Hildebrand. On flyleaf, crossed out: "Property II. E.P. Lipscomb. (Vol.
III of Gray's Cases)". On flyleaf: "Corporations. Seat 242 (As a
visitor). (By adverse poss.)."
Gilchrist, Henry, 1924- . The son of Gibb Gilchrist
(president of Texas A&M College and first Chancellor of the Texas
A&M System) Henry Gilchrist entered The University of Texas School
of Law in January 1948 after earning a B.S. in Civil Engineering from
A&M and serving three years in the U.S. Army during World War II.
His study method in law school was to read and brief the cases assigned,
and to prepare a course outline as he progressed through each course. In
his second year, Gilchrist was selected to the editorial staff of the
Texas Law Review, served as the journal's Senior Note Editor in his
third year, and published two case notes and an article ("The Form of a
New Texas Constitution") in vol. 28 (1949-50). He was also Prof. M. K.
Woodward's Quizmaster, was inducted into the Chancellors honor society,
belonged to the Phi Delta Phi legal fraternity, and was elected to the
Order of the Coif upon graduation in August 1950. Gilchrist's first job
after graduation was with the law firm of Douglass & McGuire in
Pampa, Tex., and in 1951 he became the fifth lawyer in the Dallas firm
of Jenkens & Bowen, which later became known as Jenkens &
Gilchrist and grew to over 400 lawyers with offices in eight cities.
Gilchrist was the firm's Managing Partner for about 25 years.

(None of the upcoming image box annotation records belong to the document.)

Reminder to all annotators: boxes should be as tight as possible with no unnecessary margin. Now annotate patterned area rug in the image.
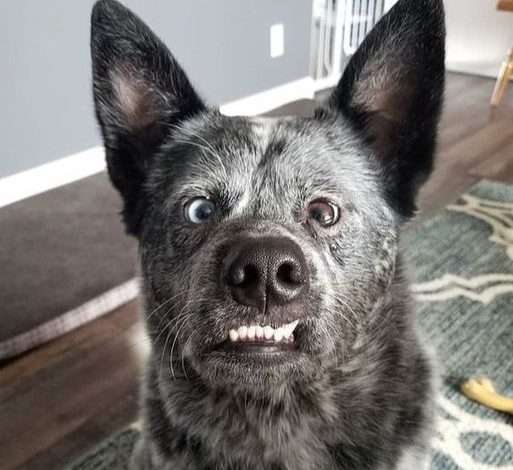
[71,181,513,470]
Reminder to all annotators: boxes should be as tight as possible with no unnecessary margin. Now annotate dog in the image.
[91,0,445,470]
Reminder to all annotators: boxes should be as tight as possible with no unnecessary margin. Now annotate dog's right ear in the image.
[91,0,205,234]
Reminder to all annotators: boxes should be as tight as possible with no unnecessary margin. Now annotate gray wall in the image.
[0,0,312,177]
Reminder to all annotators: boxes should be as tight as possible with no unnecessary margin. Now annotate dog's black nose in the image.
[224,237,309,310]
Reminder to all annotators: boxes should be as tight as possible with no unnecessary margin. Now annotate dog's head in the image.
[92,0,444,386]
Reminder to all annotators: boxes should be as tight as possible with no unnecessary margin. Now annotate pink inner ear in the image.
[111,68,157,131]
[353,60,413,158]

Scope and Content: Course outlines, class notes, annotated
textbooks, and related materials compiled by Henry Gilchrist during his
studies at the University of Texas School of Law, 1948-1950, provide a
nearly complete documentary record of one student's legal education. As
was typical for law students, Gilchrist would first read & brief the
cases assigned for class, then take notes from class lectures &
discussions, and then organize these materials into a typed outline for
the course. This outline became the student's guide in preparing for the
final examination. Some of the outlines are over 200 pages long. The
collection contains 28 typed course outlines, each in its own binder, as
well as class notes for 3 courses, and 21 heavily annotated casebooks
and textbooks. Also present are two issues of the TEXAS LAW REVIEW
containing two case summaries authored by Gilchrist (Nov. 1949) and an
article he wrote, "The Form of a New Texas Constitution" (June 1950).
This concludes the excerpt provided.